WIFE: [trying to distract our crying baby] give him your car keys
ME: good idea! [hopeful] you think he’ll drive away?
My uber is here. Should I get in? He has 5 stars…
I’m glad the Dentist calls me the day before to remind me to cancel my appointment.
That awkward moment when you try something on in a shop but you don’t know if you can get it off again.
Hate to be nosey, people in the hallway, but you’re too effing loud and yes, that mole should be looked at.
yoooo let ur cat know i said pspspsps
Date: *reading menu* anything pop out at you?
Me: I don’t think it’s that kind of book
Note to self: Remove “Does anyone else know you’re here?” from list of first date small talk questions.

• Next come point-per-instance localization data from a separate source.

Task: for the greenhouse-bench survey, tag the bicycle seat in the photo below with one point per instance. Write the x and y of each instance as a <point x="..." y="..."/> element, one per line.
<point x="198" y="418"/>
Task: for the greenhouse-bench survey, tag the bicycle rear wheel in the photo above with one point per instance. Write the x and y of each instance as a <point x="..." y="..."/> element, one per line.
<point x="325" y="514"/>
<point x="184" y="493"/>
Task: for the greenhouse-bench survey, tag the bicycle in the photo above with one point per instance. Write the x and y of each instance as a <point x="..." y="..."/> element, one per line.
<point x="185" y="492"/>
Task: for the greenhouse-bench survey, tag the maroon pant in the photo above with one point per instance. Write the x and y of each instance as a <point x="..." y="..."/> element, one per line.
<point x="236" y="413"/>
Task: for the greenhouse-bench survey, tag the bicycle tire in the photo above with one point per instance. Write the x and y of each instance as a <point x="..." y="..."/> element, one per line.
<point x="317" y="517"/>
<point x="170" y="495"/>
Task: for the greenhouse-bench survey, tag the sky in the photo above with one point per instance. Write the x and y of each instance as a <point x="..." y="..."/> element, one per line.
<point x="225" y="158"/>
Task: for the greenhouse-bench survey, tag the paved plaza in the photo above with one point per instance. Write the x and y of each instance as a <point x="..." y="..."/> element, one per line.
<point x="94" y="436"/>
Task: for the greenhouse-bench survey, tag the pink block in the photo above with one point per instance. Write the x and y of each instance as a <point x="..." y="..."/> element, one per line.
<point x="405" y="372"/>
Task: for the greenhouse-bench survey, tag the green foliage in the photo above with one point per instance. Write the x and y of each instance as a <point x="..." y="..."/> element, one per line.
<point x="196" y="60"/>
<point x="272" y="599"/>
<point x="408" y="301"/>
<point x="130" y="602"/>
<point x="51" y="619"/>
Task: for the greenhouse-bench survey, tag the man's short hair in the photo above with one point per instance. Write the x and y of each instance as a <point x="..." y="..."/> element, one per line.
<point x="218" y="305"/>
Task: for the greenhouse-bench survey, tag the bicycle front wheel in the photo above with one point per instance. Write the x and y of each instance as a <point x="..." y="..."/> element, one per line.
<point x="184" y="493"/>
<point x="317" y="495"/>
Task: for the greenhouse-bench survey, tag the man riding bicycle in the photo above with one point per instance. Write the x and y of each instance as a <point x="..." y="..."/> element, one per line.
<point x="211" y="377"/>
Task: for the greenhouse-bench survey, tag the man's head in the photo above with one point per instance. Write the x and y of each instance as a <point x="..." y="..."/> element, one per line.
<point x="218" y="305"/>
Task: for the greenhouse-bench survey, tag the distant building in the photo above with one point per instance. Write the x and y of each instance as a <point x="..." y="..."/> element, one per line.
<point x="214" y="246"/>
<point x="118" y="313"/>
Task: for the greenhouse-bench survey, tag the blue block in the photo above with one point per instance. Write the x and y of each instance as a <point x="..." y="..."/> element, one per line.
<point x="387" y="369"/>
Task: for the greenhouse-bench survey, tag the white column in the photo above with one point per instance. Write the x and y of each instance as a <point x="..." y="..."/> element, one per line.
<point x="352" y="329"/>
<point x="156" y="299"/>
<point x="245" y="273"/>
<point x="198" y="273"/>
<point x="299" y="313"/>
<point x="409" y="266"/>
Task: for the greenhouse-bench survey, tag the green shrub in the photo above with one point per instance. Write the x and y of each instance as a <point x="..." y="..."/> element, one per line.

PRIEST: god knows how you’re behaving, and has a huge problem with it
ME (wasn’t listening): and also with you
The priest said that the demon really wants to leave, but I’m way too clingy, so the exorcism didn’t work.
Actual warning I saw in a pamphlet:
“You may be at risk for throat cancer if you have a throat or mouth.”
Oh shit….
Whenever I feel sorry for myself, I take my children to the grocery store. And then there’s like 40 people feeling sorry for me.